Ahelys se renfonça dans son siège et dans un geste d'ennui alluma la radio, pas trop fort pour réveiller les garçons.
Le sujet du jour lui rappela vivement son action de la nuit dernière. A vrai dire, ils ne parlaient que d'elle. Elle partagea un sourire complice avec Hermais qui lui offrit un clin d'œil. Mais son enchantement ne dura pas : les journalistes avaient interrogé des membres du gouvernement et des policiers : tous niaient son retour. Ils expliquaient avec flegme que la jeune femme qui avait tué le comte était une pâle copie d'Ahelys, un moyen des « terroristes de plonger la population dans un état de terreur. »
— Nous rappelons que l'Empereur va prononcer un discours dans deux heures et sera retransmis sur la plateforme Exeldy@ et vous pourrez... s'exclama le présentateur.

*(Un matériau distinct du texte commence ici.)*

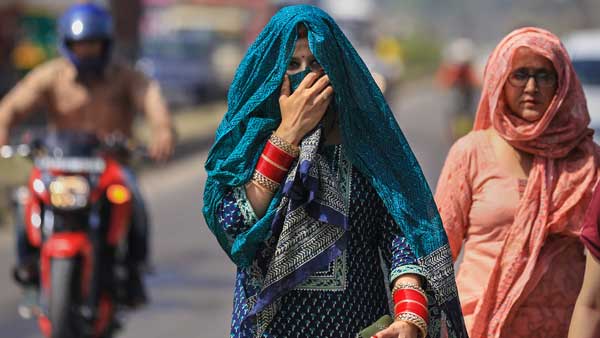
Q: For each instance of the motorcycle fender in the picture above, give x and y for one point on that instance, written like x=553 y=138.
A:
x=67 y=245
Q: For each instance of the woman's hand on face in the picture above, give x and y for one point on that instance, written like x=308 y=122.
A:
x=302 y=110
x=399 y=329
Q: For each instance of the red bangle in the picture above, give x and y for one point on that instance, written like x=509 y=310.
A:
x=415 y=308
x=271 y=171
x=277 y=155
x=402 y=294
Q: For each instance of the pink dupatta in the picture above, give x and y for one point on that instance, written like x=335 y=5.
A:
x=560 y=183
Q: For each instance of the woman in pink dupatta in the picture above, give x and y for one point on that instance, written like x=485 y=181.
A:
x=515 y=189
x=586 y=316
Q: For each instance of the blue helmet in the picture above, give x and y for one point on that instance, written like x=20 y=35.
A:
x=83 y=22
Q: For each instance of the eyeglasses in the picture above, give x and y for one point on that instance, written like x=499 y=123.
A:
x=543 y=78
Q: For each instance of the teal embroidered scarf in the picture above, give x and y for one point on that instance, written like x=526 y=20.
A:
x=371 y=137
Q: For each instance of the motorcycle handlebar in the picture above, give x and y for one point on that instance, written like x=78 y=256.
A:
x=10 y=151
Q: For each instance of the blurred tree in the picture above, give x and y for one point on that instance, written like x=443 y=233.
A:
x=127 y=15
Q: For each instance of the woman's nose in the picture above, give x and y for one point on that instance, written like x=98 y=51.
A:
x=531 y=85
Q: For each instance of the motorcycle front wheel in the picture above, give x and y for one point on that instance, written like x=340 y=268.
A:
x=62 y=311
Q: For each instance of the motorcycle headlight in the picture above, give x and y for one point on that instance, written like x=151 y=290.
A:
x=69 y=192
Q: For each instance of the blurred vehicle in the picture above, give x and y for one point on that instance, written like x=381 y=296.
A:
x=382 y=55
x=181 y=62
x=584 y=48
x=457 y=75
x=76 y=211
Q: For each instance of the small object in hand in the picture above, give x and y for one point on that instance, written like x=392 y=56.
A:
x=381 y=324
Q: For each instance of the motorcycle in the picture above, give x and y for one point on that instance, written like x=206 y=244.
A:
x=76 y=212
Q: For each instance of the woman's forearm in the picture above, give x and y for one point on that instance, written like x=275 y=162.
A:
x=585 y=322
x=586 y=316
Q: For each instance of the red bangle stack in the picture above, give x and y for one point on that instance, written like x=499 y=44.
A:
x=410 y=305
x=272 y=166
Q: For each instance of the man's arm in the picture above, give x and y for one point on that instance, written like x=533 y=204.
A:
x=149 y=99
x=27 y=95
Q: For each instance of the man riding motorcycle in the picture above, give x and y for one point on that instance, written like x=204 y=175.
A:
x=85 y=90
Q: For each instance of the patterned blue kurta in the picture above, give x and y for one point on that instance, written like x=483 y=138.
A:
x=343 y=298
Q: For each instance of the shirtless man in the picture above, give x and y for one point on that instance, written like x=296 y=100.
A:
x=84 y=91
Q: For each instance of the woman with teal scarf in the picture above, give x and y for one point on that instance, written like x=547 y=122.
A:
x=315 y=195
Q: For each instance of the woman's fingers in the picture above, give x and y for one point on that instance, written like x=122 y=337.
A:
x=325 y=96
x=319 y=85
x=308 y=81
x=285 y=87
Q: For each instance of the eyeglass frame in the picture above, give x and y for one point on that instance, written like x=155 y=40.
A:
x=536 y=77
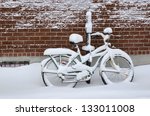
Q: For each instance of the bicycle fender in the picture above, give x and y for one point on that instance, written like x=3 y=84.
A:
x=58 y=51
x=117 y=52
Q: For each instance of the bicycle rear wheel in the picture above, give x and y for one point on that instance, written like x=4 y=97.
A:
x=51 y=77
x=110 y=74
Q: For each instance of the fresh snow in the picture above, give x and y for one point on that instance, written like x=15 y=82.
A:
x=26 y=82
x=60 y=13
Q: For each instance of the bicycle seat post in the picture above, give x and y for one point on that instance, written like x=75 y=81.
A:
x=88 y=30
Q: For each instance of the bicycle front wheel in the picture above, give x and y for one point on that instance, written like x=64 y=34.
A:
x=123 y=73
x=50 y=68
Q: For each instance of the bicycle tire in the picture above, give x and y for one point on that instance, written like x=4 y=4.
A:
x=52 y=79
x=126 y=73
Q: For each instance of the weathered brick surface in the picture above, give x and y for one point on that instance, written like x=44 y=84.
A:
x=131 y=35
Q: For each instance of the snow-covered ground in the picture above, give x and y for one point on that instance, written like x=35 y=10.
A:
x=26 y=82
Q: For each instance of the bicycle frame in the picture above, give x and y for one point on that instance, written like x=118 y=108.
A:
x=80 y=60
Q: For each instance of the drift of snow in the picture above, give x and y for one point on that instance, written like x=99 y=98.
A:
x=26 y=82
x=60 y=13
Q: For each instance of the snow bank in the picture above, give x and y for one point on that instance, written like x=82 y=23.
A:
x=26 y=82
x=60 y=13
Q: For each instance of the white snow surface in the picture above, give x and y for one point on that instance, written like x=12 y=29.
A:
x=60 y=13
x=26 y=82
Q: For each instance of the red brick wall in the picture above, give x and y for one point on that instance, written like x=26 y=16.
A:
x=131 y=35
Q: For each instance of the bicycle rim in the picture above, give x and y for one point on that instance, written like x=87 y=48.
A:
x=125 y=74
x=55 y=79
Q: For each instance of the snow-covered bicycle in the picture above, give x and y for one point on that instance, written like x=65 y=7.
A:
x=65 y=66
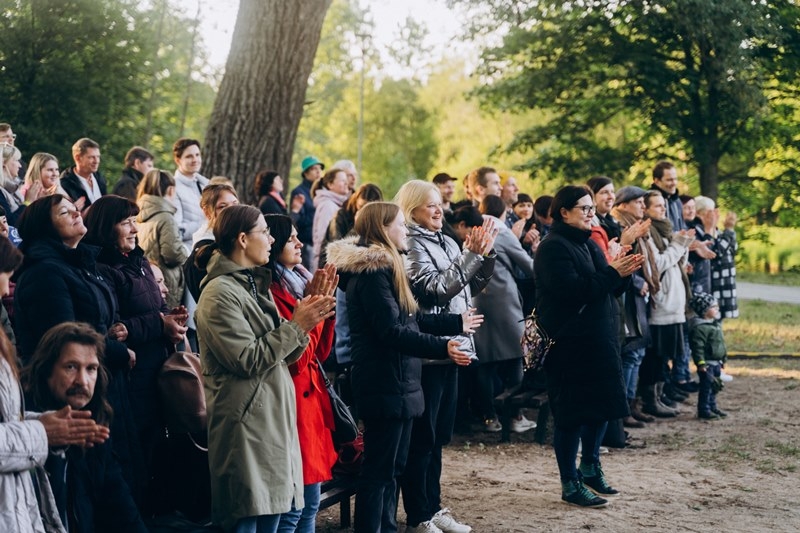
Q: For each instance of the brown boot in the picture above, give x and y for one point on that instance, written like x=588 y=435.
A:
x=636 y=412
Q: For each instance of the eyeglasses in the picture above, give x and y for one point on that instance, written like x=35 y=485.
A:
x=587 y=209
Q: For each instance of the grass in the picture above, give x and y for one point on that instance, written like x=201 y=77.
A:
x=785 y=279
x=764 y=327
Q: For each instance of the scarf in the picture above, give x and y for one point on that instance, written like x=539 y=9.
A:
x=293 y=280
x=650 y=271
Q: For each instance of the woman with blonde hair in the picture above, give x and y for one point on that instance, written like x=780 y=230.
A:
x=159 y=235
x=443 y=279
x=389 y=338
x=41 y=179
x=10 y=198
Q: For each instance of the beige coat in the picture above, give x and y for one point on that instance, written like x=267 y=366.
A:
x=161 y=241
x=245 y=349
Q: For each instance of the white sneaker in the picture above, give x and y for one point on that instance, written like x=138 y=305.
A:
x=424 y=527
x=522 y=424
x=444 y=521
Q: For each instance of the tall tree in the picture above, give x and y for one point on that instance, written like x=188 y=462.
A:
x=625 y=79
x=260 y=102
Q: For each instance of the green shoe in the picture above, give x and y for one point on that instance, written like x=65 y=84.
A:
x=592 y=476
x=575 y=493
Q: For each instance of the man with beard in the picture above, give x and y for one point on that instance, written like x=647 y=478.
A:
x=66 y=370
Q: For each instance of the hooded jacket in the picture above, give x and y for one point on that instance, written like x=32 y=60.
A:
x=387 y=344
x=443 y=278
x=245 y=349
x=160 y=239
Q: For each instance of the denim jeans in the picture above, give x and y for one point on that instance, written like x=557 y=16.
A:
x=258 y=524
x=565 y=443
x=302 y=520
x=631 y=361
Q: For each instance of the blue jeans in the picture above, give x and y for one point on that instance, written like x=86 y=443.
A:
x=302 y=520
x=565 y=443
x=631 y=361
x=258 y=524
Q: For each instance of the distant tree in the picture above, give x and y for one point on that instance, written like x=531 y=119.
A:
x=260 y=102
x=623 y=80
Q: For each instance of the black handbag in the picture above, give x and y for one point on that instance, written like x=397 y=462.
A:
x=345 y=427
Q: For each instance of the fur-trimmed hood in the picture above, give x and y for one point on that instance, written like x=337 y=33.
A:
x=352 y=258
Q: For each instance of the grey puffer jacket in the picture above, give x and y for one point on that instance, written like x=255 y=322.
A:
x=23 y=451
x=443 y=278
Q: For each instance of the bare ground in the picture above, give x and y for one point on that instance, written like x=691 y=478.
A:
x=741 y=474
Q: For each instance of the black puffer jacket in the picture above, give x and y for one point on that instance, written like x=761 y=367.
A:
x=387 y=344
x=576 y=302
x=140 y=308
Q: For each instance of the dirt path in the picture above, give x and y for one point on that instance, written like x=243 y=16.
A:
x=741 y=474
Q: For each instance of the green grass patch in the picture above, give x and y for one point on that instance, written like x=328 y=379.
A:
x=764 y=327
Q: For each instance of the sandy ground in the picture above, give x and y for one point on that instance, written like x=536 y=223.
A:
x=741 y=474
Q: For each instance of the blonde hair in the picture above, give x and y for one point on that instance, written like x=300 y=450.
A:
x=38 y=161
x=703 y=203
x=371 y=224
x=414 y=194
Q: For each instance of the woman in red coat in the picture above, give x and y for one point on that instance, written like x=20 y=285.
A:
x=290 y=282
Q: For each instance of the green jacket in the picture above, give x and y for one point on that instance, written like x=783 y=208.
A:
x=707 y=341
x=245 y=349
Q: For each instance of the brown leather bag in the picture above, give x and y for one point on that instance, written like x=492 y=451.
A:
x=180 y=383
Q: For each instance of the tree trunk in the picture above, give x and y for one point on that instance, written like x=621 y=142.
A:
x=260 y=102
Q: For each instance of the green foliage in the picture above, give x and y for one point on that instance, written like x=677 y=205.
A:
x=76 y=68
x=711 y=84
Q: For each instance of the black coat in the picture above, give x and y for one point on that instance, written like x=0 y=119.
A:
x=576 y=302
x=387 y=344
x=72 y=185
x=140 y=308
x=128 y=184
x=91 y=482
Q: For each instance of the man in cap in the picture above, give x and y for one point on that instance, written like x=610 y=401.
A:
x=311 y=169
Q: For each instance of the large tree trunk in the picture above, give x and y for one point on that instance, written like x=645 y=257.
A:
x=260 y=102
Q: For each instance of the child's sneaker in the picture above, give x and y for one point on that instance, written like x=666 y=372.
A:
x=522 y=424
x=444 y=520
x=424 y=527
x=492 y=425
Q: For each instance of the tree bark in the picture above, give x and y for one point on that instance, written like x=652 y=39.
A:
x=260 y=101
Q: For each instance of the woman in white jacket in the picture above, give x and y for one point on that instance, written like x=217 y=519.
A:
x=330 y=193
x=669 y=288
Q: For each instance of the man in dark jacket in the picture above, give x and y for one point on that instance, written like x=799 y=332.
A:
x=84 y=183
x=304 y=219
x=90 y=492
x=138 y=162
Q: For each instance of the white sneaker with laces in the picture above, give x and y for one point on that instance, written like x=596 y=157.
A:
x=424 y=527
x=522 y=424
x=444 y=521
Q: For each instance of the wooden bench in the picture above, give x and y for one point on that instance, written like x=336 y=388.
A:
x=339 y=490
x=509 y=402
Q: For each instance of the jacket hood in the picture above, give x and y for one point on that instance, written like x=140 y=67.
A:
x=151 y=205
x=351 y=258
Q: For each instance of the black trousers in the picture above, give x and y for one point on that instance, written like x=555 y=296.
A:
x=429 y=433
x=385 y=452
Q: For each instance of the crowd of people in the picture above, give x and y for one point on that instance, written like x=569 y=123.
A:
x=417 y=302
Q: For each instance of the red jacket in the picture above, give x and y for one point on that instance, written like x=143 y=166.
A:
x=314 y=413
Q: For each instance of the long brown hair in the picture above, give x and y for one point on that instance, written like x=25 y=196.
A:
x=371 y=224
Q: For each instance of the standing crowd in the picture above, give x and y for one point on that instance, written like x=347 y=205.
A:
x=416 y=303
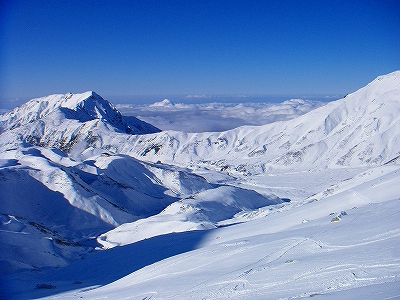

Dans un geste rageur, Ahelys éteignit la radio. Elle frappa du poing la vitre et ne sentit même pas la main d'Hermais sur son épaule.
— Ces...bouffons osent prétendre que je ne suis pas revenue ! Le gouvernement contrôle tout, même les médias ! et Neferlme n'ira certainement pas démentir leurs propos ! siffla l'adolescente.
— Ils ne veulent pas que les esclaves reprennent espoir... Mais je t'assure qu'avec les missions où des personnes te verront, ils ne pourront pas contenir autant de paroles, ils ne pourront pas censurer, la calma le jeune homme.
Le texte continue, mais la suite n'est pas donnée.